There are many key elements to make a back handspring successful: stretched shoulders, fast feet over, open-to-closed hips, a neutral head position — and the list goes on. There is no silver-bullet solution on how to achieve a back handspring. All of these elements are necessary to accomplish the skill, but through my experience as a tumble instructor, I believe there’s one element tumblers struggle with the most: the jump.
I was taught to teach tumbling with progressions, which is having a tumbler perfect simpler versions of a more advanced skill. For example, an instructor will teach the backward roll and the handstand as two separate components before teaching a back extension roll. The jump — which is pushing through the toes and bending-to-straightening knees to remove feet quickly and evenly off the ground — is a critical progression step from the back walkover to the back handspring.
The back walkover is a slow shift of body weight from the feet to shoulders/hands in a hip-over-head flip. This shift is achieved through a rocking motion performed in the middle of the skill, known as the backbend or arch. The back handspring requires a fast transfer of body weight from feet to shoulders/hands through jumping, properly positioning the feet and hips in line with the upper body to easily whip over for the landing.

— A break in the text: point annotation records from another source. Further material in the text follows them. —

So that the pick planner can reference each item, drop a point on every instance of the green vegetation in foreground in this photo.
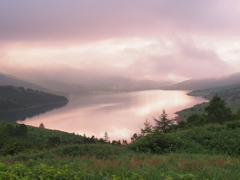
(98, 162)
(13, 98)
(204, 148)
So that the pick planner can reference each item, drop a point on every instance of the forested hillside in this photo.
(203, 148)
(13, 98)
(9, 80)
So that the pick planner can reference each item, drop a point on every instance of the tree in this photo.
(217, 112)
(21, 130)
(106, 138)
(10, 129)
(147, 128)
(42, 126)
(163, 124)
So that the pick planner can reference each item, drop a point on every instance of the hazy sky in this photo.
(135, 38)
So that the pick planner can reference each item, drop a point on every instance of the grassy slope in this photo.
(99, 161)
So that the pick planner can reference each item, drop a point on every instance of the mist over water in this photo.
(120, 115)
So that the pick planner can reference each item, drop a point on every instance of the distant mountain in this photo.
(8, 80)
(197, 84)
(113, 84)
(14, 98)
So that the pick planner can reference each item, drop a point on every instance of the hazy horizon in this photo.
(140, 39)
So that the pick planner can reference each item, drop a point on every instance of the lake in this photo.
(120, 115)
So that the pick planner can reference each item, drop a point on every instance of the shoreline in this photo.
(31, 107)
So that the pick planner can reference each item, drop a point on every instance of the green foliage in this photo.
(21, 130)
(217, 112)
(156, 142)
(54, 141)
(163, 124)
(148, 128)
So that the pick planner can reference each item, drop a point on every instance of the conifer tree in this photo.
(148, 128)
(163, 123)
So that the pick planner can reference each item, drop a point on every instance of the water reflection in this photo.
(119, 114)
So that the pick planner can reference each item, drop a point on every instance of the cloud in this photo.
(187, 61)
(84, 21)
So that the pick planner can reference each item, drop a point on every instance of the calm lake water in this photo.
(120, 115)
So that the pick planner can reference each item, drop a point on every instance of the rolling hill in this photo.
(8, 80)
(197, 84)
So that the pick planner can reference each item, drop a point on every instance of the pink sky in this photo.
(137, 38)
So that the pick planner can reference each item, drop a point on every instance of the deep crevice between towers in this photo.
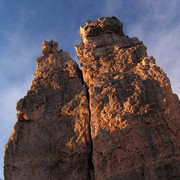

The jump is vital to mastering the correct technique in a back handspring. For instance, the jump gives the arms ample time to get the shoulders stretched above the head before the body impacts the floor in an arch. The jump also forces the body to elongate then tighten before hitting the inverted position, resulting in a decrease of longstanding, serious injuries on the back and wrists.
I have observed many tumblers learning the back handspring achieve the skill much quicker when the importance of the jump is stressed with the other elements mentioned in the beginning of this blog — everything just clicks!